今回の教室では有酸素運動と次に効果的である筋トレを組み合わせた運動を紹介されていました。
●運動メニュー
・つま先立ち
・スクワット
・足ふみ体操
・ラジオ体操
休憩も含めて合計10分
「すべて、1㎡くらいのスペースがあればできる運動なので
天気が悪い日でも家の中で簡単に運動ができます!」と館理学療法士。
みんなで運動した後は、最後の血糖値測定。
結果は運動前よりも数値が下がった方もいれば、上がった方もいらっしゃいました。
食事の時間なども関係するので個人差があるらしいのですが、
運動自体が無酸素運動になってしまっていると逆に血糖値は上がる可能性もあるとのこと!
〈無酸素運動・有酸素運動〉
運動による負荷が「きつい」と感じてしまうと無酸素運動になり、
「楽〜ややきつい」程度が有酸素運動だそうです。
頑張って負荷がかかり、呼吸なども止めて運動してしますと無酸素運動になるので効果ダウンに。
ややきつい程度の運動を繰り返しすことで血糖値を平均的に下げていくことができるので
やはり日々の積み重ねが大事だそうです!
このような教室を開催しているところは珍しいようで、専門のクリニックならではとのこと。
また松本クリニックさんでは運動療法の重要性を考慮し、
普段からも週に4回、理学療法士がクリニックに迎えて運動指導・ヒアリングを行なっているそうです。
(右)松本クリニック 糖尿病内科医長 松本和隆医師
雨が多く運動しにくい時期ではあるのですが、
季節柄、お菓子やアイスなどを食べる患者さんが多いです。
そのぶん、よりしっかり運動して欲しいという願いが強くあります。
血糖値が上昇すると筋肉は減少する恐れがあり、糖尿病患者の方は
転倒するリスクが高いです。

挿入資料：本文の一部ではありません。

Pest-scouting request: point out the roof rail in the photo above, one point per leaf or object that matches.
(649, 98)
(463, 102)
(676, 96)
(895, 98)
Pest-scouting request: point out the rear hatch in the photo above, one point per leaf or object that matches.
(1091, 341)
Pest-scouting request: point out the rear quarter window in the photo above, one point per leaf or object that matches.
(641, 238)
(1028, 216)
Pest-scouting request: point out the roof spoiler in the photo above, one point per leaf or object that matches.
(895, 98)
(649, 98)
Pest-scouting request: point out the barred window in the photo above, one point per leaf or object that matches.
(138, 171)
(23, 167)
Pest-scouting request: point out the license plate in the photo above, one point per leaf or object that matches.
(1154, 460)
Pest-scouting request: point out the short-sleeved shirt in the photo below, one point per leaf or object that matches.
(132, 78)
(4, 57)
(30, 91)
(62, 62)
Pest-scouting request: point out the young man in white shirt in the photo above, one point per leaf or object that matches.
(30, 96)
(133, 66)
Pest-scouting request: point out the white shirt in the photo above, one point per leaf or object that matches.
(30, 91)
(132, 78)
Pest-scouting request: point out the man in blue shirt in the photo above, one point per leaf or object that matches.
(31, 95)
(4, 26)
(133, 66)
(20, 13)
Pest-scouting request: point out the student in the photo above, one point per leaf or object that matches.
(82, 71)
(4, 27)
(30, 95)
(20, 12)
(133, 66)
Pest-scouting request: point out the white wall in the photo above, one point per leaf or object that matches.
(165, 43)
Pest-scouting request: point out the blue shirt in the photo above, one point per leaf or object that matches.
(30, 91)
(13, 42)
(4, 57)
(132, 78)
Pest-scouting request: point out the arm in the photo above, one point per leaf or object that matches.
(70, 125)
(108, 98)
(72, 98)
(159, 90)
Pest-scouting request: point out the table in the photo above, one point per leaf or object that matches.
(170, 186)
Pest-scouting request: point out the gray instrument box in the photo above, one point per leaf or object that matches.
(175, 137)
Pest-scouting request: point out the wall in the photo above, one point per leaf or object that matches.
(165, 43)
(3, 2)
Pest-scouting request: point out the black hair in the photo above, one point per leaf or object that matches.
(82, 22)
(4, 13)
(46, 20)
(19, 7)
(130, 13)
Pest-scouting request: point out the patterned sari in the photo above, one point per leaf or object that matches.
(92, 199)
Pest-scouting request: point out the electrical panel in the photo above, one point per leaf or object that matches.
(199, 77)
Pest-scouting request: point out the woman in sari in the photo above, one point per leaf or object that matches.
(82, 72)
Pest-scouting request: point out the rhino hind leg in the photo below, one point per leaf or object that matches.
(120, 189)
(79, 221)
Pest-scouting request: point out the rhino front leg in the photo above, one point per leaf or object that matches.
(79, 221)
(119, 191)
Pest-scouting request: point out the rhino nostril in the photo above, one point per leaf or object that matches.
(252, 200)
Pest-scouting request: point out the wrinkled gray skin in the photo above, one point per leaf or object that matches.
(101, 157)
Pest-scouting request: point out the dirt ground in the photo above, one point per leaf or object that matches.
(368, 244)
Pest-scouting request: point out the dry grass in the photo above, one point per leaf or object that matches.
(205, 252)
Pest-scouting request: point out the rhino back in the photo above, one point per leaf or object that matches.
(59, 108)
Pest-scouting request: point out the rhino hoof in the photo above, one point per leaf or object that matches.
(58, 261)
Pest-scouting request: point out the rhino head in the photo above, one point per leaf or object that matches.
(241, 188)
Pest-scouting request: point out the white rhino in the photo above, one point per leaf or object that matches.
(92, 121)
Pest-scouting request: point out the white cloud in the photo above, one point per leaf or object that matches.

転倒してもし怪我をしてしまうと、
医療費などもさらにかさんでしまうので、しっかり運動!そして生き生きと過ごして欲しいです。
(左)館理学療法士
おかげさまで、いつもほぼ満員の参加者の方がいらっしゃいます。
「運動して」という指導だけではなく、細かい部分まで直接指導できるのは
治療にとっても大きなことだと感じています。
〜取材後記〜
実は松本クリニックさんのご好意で、松本も自分で機器を使って血糖値を測定させてもらいました!
手順は少しありますが、慣れれば本当に簡単に測定できると感じました。
また教えていただいた中で、「頑張りすぎて無酸素運動になることがある」ということに驚きました。
ついつい張り切ってしまいがちですが、すこし負荷がある程度で継続して行うことのほうが重要なんですね。
なかなか理学療法士さんに直接指導してもらうことはないので、貴重な機会ですね。
松本クリニックさんでは毎回内容を変えて教室を開催されているそうです。
教室で学んだことを生活の中に取り入れてもらい、生き生きと過ごしていただきたいです。